Wednesday, October 28, 2009

Small Electric Car Company Leads Bigger, Global Rivals

In addition to these challenges, Mr. Maini’s company has to grow from being a maker of niche vehicles for early adopters into a producer of mass-market cars.

“The Mainis are certainly good guys, but I don’t think they have the resources to make that happen,” said Rishikesha T. Krishnan, a professor of corporate strategy at the Indian Institute of Management in Bangalore. They have to “align themselves with a bigger player.”

Reva officials agree that they need partners and they are trying to develop three businesses: building cars under the Reva brand; franchising production of Reva cars to other manufacturers like Bannon; and licensing Reva technology to automakers like G.M.

The company also says it believes that its coming cars will be much more enticing. It has such faith in the NXR that it is building a factory that can produce 30,000 cars a year. The company plans to release one new model every year; it has a sporty coupe, the NXG, ready to be released in 2011.

“It was very clear to the management and the board that we have to do something truly game-changing, and hopefully that’s what we have done with the new design,” said Mohanjit Jolly, a Reva board member and the executive director at Draper Fisher Jurvetson, a venture capital firm based in Silicon Valley that has invested in both Reva and Tesla Motors.

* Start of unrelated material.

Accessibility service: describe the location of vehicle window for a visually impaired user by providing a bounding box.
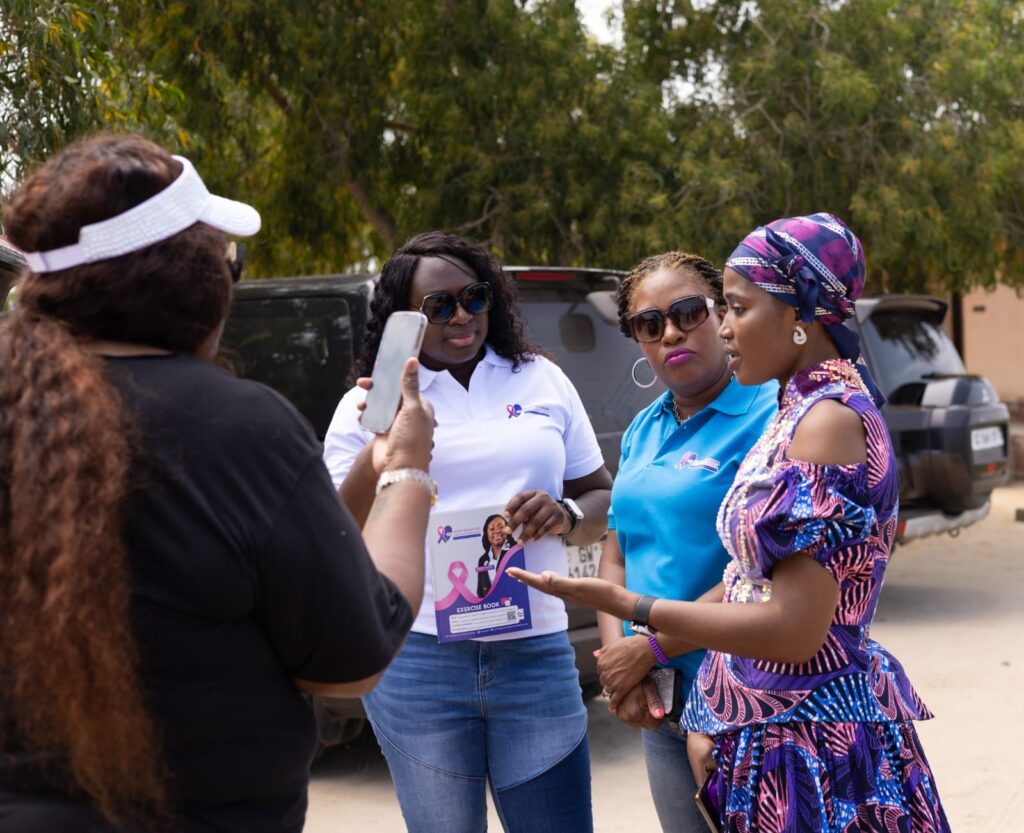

In many ways, Reva is the opposite of Tesla, a Silicon Valley company that has grabbed the limelight with its high-performance electric sports cars. Whereas Tesla’s cars are fast and expensive — in the case of the Tesla Roadster, $101,500 — Reva’s vehicles are small, slow and, by electric car standards, cheap.

And Reva’s compound on the outskirts of Bangalore is a far cry from the Bay Area. To get to it, visitors must drive through dusty, potholed streets in an old industrial area south of the city.

“If Tesla is on one end producing cars to compete with Ferrari, we are on the other end,” said R. Chandramouli, who heads sales and marketing at Reva. “We believe in really small cars.”

Mr. Maini said electric cars have to be small and affordable to succeed in places like India and Europe, where most car trips are short and involve stop-and-go driving, unlike in the United States where commuters can drive 50 miles or more a day, mostly on highways.

The NXR, which is about a foot and a half shorter than the Mini Cooper, will come in two variations. In Europe, the higher-end model will sell for about 15,000 euros, or $22,000, not including batteries, which the company will lease for a monthly fee.

By contrast, Tesla’s Model S sedan will cost $49,900 after a $7,500 tax rebate. That car will seat five adults and two children and have a range of 300 miles. Tesla is taking reservations for the car, but deliveries will start in 2011. It has sold nearly 900 of its Roadster sports cars.

If all goes according to plan — a big if — Reva, which is named after Mr. Maini’s mother, should turn a profit sometime next year, he said. For him, that milestone would be the culmination of a long journey.

His love for motors began early. He built remote-controlled cars and planes when he was 10, and motorized go-carts as a teenager. Because specialized components were hard to come by in India, he asked his father’s friends to buy spare parts when they traveled abroad.

His well-to-do business family supported him then and continues to finance him today. “When I was 11 or 12, I had a hobby room that was bigger than the room where the three of us slept at night,” he said, referring to the room he shared with his two older brothers. “I had my own lathe and mill.”

Mr. Maini studied mechanical engineering at the University of Michigan, where he was on a team that built an award-winning solar car in 1990, and then at Stanford. After working in California for a few years at AEV, he returned to Bangalore in the late 1990s to start Reva as a joint venture between his family and AEV. (His family owns two other companies that make auto parts, golf carts and forklifts.)

The Maini family and its partners have invested more than $50 million, and in-kind services like office space, in Reva.